Řasmesti — Forigar Getemilei Řasmesti (3264-3349), prolific Eleďe dynasty composer and music theorist, whose work is considered transitional between the First Érenati School and the Abolineron School. Řasmesti's name and work is as well known on Almea as Mozart's on Earth.

megua — 1/12 of an hour, 5 minutes



Appendix 1: the royi of Řasmesti

Instructions which were widely followed in the 34th and 35th centuries to achieve a cycling temperament (one in which playing in all keys was possible, though not identical), popularised through publication for a pagan audience by Řasmesti in 3301:

To Tune the Octave with Grace
  • Begin with the Enäron most central to the instrument. Governor of gods and of notes.
  • Tune the next four cumî (in ascendence) slightly narrow (e.g. embre) — until, that is, we reach Oruseon — the Knower. When his note is in perfect accordance with its phantom upon Enäron, the narrowing is in accordance with Oruseon's wisdom.
  • Next, tune cumî (in ascendence still) perfectly pure, until reaching Išira. It is well to remember that Oruseon is well-placed to advise both the Lord and Lady of the gods.
  • To complete, return to Enäron, and tune cumî downwards, that is, next Ažirei, then Řavcaëna, etc., continually loosening them a little wider. This will be complete when you have reached Išira, which should be brought into perfect consonance with its counterpart we reached before.
  • The final cumî will be a little egre, but this is preferable to our prior methods, which created the dreadful cuma of Ďic between Mëranac and Boďneay. Now, divine grace (šeli) exists between each god — praise be!

Notes:

cuma — perfect fifth ['hearth']

embre — flat, low ['bitter']

phantom — Ver. fant, harmonic, 'ghost note' (harmonic type)

egre — sharp, high ['acidic']

Ďic — god of the underworld, entrusted with keeping the dead from the living

cuma Ďicei — the dissonant 5th created in Pythagorean tuning, the 'wolf fifth'

šeli — grace, also a term for 'semitone'



Appendix 2: So Siiru Alaďee (The Wheel of Music)
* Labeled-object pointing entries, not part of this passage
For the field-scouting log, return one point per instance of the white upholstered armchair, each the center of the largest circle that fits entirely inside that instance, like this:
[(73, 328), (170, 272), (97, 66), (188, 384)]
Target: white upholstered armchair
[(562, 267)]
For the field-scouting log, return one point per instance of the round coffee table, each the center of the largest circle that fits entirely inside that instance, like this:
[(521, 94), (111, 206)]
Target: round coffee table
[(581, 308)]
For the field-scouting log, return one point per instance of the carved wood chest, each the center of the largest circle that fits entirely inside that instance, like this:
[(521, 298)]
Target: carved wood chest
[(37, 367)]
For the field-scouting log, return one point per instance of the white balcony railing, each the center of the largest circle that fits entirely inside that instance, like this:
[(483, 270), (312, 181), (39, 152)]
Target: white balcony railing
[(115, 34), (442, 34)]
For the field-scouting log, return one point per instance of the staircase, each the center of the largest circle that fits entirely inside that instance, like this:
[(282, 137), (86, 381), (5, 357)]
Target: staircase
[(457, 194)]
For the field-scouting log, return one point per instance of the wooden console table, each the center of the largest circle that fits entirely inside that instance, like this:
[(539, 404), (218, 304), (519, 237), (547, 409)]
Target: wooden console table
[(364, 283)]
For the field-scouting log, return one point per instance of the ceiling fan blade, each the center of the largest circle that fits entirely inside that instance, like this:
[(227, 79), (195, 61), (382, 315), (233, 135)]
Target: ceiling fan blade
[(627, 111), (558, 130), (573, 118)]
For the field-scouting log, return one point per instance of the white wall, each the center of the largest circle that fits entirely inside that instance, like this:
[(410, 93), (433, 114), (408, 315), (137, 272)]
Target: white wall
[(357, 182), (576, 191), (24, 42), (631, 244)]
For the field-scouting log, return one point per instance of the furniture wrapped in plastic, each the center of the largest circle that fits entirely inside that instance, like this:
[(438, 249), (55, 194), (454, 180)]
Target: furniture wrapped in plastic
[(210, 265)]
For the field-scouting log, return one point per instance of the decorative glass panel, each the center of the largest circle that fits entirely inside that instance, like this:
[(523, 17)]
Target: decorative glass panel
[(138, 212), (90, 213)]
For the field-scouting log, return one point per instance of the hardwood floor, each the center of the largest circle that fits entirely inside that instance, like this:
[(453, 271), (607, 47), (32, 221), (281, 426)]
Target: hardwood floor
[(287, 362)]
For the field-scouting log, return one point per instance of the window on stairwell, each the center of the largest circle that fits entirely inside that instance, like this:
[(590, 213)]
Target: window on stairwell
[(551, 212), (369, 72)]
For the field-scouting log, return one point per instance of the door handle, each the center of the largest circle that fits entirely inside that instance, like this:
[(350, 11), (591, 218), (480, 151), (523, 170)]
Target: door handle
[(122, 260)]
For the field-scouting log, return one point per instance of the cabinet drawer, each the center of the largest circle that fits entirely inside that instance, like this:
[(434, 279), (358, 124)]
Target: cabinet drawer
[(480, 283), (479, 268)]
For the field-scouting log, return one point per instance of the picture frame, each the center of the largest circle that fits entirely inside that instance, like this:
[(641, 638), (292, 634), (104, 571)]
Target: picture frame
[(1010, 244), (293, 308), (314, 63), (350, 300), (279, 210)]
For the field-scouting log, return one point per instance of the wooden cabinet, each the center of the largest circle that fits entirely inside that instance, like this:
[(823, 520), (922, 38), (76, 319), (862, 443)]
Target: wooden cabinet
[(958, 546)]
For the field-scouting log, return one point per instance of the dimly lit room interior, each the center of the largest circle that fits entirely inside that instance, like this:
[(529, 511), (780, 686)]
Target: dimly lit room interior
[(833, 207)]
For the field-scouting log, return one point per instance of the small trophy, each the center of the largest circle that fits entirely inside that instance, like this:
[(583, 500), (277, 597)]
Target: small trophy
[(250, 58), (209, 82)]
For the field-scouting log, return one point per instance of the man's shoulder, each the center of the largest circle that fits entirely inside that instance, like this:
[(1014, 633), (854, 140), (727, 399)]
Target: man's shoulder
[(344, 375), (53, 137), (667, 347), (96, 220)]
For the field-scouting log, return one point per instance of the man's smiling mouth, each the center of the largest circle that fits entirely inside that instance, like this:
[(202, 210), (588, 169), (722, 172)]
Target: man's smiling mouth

Belgey's diagrams are reminiscent of these, which show strings of perfect fifths and semitones arranged into a wheel, and were used to calculate and track the minor adjustments made during temperament, or, in Řasmesti's terms, "tuning the octave with grace".

Almean spiders have 10 legs, and with some (like some Earth spiders) having long pedipalps, the spider became for Belgey a symbolic analogy of a 12-pronged shape at the centre of a wheel or spiral as seen in the Siiru Alaďee.
Last edited by sasasha on Wed Jan 22, 2025 4:52 pm, edited 2 times in total.
hwhatting
Posts: 1103
Joined: Mon Jul 09, 2018 3:09 am
Location: Bonn
Contact:

Re: Almeomusica

Post by hwhatting »

Not much to say except that I'm enjoying this series.
sasasha
Posts: 488
Joined: Mon Aug 06, 2018 11:41 am

Re: Almeomusica

Post by sasasha »

hwhatting wrote: Wed Jan 22, 2025 4:36 am Not much to say except that I'm enjoying this series.